次に山崎豊子原作の『華麗なる一族』に触れている。


俺は小説もドラマも見ていないが、コラム記事によると、ドラマでは阪神銀行頭取の万俵大介が銀行合併を目論み、そのために前年度の倍の預金獲得計画を打ち上げる。全国支店長会議で万俵は、各支店が申告した月別目標を“思い切った積極目標”に切り替え再申告してほしいと促し、最初に指名された支店長は戸惑いながらも大幅な目標増額を宣言する。それを見た他の支店長も次から次へと後へ続く。最後まで残った支店長の内の1人は、現在の目標額でも達成が難しかったのだが、結局目標を修正した。その支店長は無理なノルマで身体を酷使しすぎたために心筋梗塞を引き起こして他界してしまう。


これが空気を読んでしまったために起きた悲劇であるということらしい。確かにその通りだ。だけど、逆に空気を読まなかったら彼はどうなっていたかといえば、間違いなく干されただろう。それでも死ぬよりは遥かにましだけど、この話だけでは、彼が目標を達成することが不可能だと予測できていたことは窺えるが、そのために過労死することまで予測できていたかはわからない。
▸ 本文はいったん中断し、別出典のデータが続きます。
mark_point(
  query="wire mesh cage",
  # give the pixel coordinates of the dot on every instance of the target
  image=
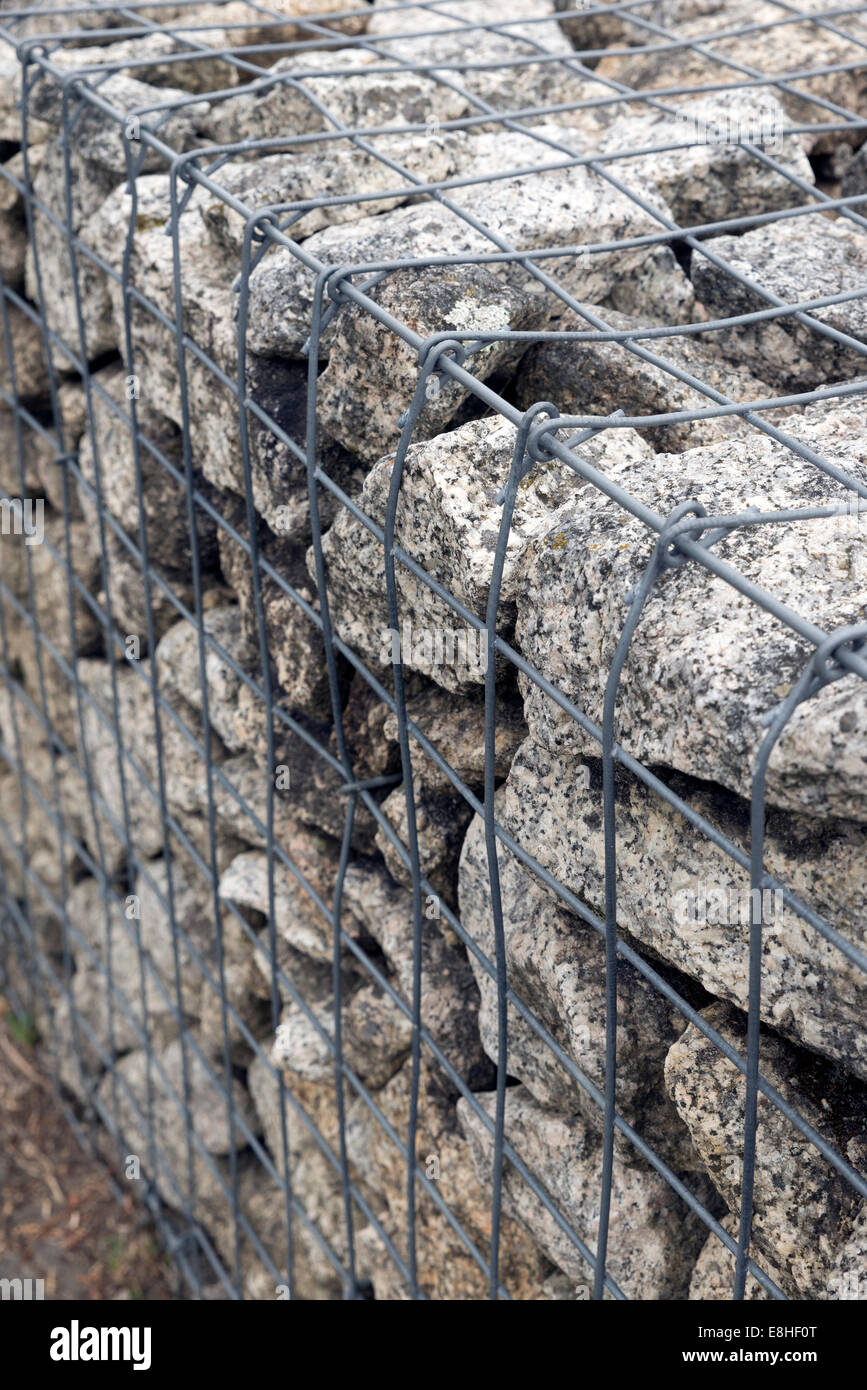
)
(432, 628)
そして、もう一つ、ここで考えなければならないのは、この目標は彼にとっては一段と厳しいものであったけれど、その他の支店長にとっても厳しいものであったこと。もし仮に全支店が達成不可能とはいわないまでも、相当数の支店が達成できないという事態になれば、責任が軽減される余地が発生するということ。そして、そういう事態になったとしても、最初に彼だけがノルマを増やさなかったら、ノルマを増やしたけれど達成不可能だった他の支店長と、どっちが有利になるかと言えば、おそらく後者になるだろうということ。
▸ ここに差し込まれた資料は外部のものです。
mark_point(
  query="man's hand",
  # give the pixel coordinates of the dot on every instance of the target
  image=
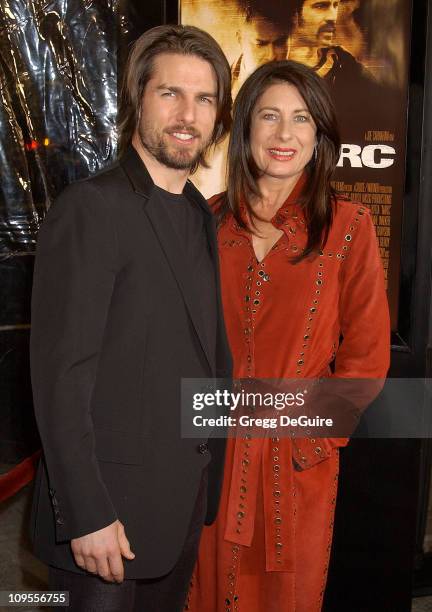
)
(101, 552)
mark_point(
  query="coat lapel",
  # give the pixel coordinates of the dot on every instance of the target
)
(174, 251)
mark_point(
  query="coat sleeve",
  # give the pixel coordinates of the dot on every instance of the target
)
(73, 282)
(364, 352)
プラス・マイナス要因を加味して、あれこれ考えると、彼はどうするべきだったかというのは、難しい話ですよね。彼にこの「空気」を変える程の能力があれば、また別の可能性が考えられるけれど、おそらくなかったんでしょう。そしてこれは第三者が見れば「怖ろしい」ことかもしれないけれど、銀行にとっては、支店長が1人過労死したからって、たいした損害にはならないですからね。これが過労死が相次いで出るとか、士気が著しく低下するとかなら、何とかしなければって考えるんでしょうけれどね。